Die Forderung nach einem Waffenstillstand ist notwendig, aber nicht ausreichend: Die Forderung muss nach Dekolonisierung und palästinensischer Selbstbestimmung lauten

Von Ajamu Baraka 

11. November 2023
Ursprünglich veröffentlicht: Black Agenda Report am 8. November 2023 (mehr von Black Agenda Report) |
 

„Der Albtraum in Gaza ist mehr als eine humanitäre Krise. Es ist eine Krise der Menschlichkeit“, sagte UN-Generalsekretär António Guterres vor Reportern in New York und fügte hinzu, dass die Notwendigkeit eines Waffenstillstands „mit jeder Stunde dringender wird“.

Hunderttausende von Menschen demonstrieren auf der ganzen Welt gegen die Empörung darüber, dass sie gezwungen sind, den barbarischen Staatsterror und die kollektive Bestrafung des besetzten und unterdrückten Volkes von Palästina durch den illegitimen Siedlerkolonialstaat Israel mit anzusehen.

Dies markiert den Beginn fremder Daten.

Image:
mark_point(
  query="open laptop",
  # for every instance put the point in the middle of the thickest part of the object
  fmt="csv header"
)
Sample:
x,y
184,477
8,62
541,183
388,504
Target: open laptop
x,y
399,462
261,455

Die Flut von Bildern toter palästinensischer Kinder und sogar der Ton von schreienden palästinensischen Frauen zwischen den Geräuschen von Bomben, die auf Gebäude in der pechschwarzen Dunkelheit des Gazastreifens abgeworfen werden, in denen die 2,2 Millionen vertriebenen Palästinenser leben, löste eine moralische Empörung aus, die politisch durch die Forderung nach einem Waffenstillstand zum Ausdruck gebracht wird. Es wird angenommen, dass ein Waffenstillstand zumindest das Gemetzel beenden würde. Und das würde er wahrscheinlich auch, aber genau das ist das Problem. Während ein Waffenstillstand das sinnlose Abschlachten unschuldiger Palästinenser vorübergehend stoppen würde, würde die anhaltende Qual der Palästinenser, die gezwungen sind, unter den unmenschlichen Bedingungen der Besatzung im Konzentrationslager Gaza und im übrigen besetzten Palästina zu leben, bis zur nächsten Eskalation des Widerstands oder der Angriffe der Siedler weitergehen.

Und warum?

Wie alle europäischen Siedlerprojekte seit 1492, als die Europäer aus dem, was Europa wurde, zuerst nach „Amerika“ strömten, wo sie mit dem gestohlenen Land und der bösartigsten Form der Sklaverei, die die Menschheit je gekannt hat, fett und mächtig wurden, und dann durch die von der Industrie angetriebene globale koloniale/kapitalistische Expansion, haben die jüdischen europäischen Siedler nur ein Ziel – die Ausdehnung der israelischen kolonialen Macht und Kontrolle über das gesamte Land, das derzeit von den indigenen Palästinensern besetzt ist. Im Gegensatz zu anderen Siedlerprojekten, bei denen die einheimische Bevölkerung einem Völkermord ausgesetzt war, hat die israelische Bourgeoisie das Problem, dass sie nicht in der Lage war, die gesamte palästinensische Bevölkerung zu ermorden und/oder zu vertreiben.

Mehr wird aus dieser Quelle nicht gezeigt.